By Daniel Thomas, Property Correspondent

The former head of real estate banking at NM Rothschild, Andrew Radkiewicz, is launching a UK-listed investment company focused on debt finance for European property, in the latest attempt to exploit the retreat of commercial banks from the sector.

There have been a number of private equity and unlisted fund launches in recent months but Rocksburgh Capital will be the first listed vehicle focused on the mezzanine debt market since the property boom ended last summer.

The Jersey-based company is expected to raise around £125m through its flotation, and unusually is not expected to be geared. This will mean that its investments into mezzanine debt behind property transactions will be akin to a more secure form of equity, protected behind the purchaser's own equity tranche.

The company will be managed by Rocksburgh Capital Investment Management, set up by Mr Radkiewicz and a former Rothschild colleague, Andrew Macland. Mr. Rad-kiewicz led a number of high-profile debt deals for Rothschild as its former managing director of real estate banking. Oriel Securities will conduct the placing.

Rocksburgh will provide mezzanine finance to commercial property companies across Europe, focusing on markets such as the UK, Germany, France and the Nordic countries, and across most property sectors. There will also be a small allocation to development finance.

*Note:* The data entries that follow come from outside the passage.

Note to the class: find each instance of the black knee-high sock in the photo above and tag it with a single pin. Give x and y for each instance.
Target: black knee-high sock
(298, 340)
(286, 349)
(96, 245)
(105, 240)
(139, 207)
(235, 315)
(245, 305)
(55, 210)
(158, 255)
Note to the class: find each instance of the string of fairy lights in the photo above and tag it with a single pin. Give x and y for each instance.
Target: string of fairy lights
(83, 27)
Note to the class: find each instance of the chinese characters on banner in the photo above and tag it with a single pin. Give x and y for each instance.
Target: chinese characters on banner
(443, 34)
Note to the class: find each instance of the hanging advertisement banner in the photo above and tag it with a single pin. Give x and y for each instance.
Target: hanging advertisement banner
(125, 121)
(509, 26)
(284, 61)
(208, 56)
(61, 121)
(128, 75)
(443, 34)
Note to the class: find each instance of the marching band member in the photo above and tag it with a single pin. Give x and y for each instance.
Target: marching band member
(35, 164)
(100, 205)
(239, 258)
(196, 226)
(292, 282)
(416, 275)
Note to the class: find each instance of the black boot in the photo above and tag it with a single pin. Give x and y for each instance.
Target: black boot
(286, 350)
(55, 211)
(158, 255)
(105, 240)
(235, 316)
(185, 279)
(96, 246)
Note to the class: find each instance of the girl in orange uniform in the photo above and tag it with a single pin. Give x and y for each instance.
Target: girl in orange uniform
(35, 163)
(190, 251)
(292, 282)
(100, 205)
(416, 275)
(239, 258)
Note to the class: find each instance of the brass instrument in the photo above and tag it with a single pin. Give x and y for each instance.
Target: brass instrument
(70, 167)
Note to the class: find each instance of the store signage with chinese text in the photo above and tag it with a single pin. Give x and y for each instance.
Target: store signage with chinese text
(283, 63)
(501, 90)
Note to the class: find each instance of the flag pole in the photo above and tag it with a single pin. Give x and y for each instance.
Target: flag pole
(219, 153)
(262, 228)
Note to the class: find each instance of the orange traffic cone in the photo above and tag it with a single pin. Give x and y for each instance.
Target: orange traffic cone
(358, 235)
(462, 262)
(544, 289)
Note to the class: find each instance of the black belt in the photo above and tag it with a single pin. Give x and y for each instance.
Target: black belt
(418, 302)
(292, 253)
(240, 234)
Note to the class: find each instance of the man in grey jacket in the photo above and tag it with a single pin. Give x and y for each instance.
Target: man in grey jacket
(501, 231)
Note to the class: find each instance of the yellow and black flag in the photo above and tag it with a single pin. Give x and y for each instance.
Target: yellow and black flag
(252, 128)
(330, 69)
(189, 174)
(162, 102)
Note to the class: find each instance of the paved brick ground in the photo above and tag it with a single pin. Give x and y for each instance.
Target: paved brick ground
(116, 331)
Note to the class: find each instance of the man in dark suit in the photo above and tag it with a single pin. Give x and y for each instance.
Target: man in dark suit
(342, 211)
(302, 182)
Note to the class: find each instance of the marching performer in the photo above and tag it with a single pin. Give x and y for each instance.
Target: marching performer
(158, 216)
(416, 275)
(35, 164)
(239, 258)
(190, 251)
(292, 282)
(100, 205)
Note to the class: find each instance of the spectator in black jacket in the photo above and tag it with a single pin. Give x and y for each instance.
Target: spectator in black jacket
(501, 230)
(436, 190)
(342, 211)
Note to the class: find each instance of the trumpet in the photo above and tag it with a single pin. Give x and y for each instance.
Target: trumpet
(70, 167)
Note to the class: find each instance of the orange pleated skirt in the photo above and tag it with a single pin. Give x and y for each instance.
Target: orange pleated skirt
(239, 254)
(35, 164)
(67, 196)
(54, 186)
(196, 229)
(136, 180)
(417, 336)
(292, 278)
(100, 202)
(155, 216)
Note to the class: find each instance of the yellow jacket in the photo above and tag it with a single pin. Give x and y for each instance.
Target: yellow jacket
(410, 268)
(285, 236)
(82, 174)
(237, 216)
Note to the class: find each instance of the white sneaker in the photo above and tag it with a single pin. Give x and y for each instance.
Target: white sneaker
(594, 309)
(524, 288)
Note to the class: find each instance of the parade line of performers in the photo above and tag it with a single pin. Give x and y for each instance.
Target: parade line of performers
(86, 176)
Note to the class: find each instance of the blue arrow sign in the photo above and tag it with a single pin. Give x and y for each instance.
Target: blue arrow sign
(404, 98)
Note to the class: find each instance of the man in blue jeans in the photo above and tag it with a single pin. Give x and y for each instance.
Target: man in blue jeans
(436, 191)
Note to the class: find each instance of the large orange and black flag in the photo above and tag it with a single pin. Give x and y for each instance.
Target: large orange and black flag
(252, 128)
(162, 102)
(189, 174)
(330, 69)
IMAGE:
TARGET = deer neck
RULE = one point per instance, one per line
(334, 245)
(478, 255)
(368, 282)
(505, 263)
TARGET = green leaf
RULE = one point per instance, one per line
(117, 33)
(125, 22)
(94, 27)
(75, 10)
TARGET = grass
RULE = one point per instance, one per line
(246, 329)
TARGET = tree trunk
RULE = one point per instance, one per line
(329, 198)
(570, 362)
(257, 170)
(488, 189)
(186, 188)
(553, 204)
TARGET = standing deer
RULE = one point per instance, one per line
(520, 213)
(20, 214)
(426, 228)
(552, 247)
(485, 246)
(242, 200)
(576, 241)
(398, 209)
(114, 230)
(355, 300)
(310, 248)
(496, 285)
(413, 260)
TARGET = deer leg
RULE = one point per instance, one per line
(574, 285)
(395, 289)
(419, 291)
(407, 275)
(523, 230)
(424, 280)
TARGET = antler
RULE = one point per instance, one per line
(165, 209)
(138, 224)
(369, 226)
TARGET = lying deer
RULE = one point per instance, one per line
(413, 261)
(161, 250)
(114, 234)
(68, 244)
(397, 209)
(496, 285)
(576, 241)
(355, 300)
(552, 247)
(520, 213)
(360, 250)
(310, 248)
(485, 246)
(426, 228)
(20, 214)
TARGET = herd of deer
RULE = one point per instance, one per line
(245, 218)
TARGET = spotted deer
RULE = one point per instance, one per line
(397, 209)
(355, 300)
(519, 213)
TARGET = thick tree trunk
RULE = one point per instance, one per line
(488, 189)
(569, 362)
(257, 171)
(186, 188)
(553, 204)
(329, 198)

There is a shortage of money being lent to the property sector since the credit crisis caused many traditional banks to close their books, particularly for mezzanine debt finance which is perceived as among the more risky parts of the lending market.

With prices far below their peak last summer, some investors are now looking for opportunities to return to the market. However, they are being stymied by a lack of cheap debt creating the conditions for lending at profitable rates on re-priced income-producing property.

Rocksburgh is expected to see an average annual ungeared return of around 15 per cent over seven years, with a dividend yield of 7.5 per cent per year to apply from the second year.

Mezzanine finance also generally earns a cash coupon of between 2 to 6 per cent over the interbank lending rate from the date of investment, and exit fees payable of between 1 to 7 per cent of the loan. It also shares in a percentage of profit made by the investor.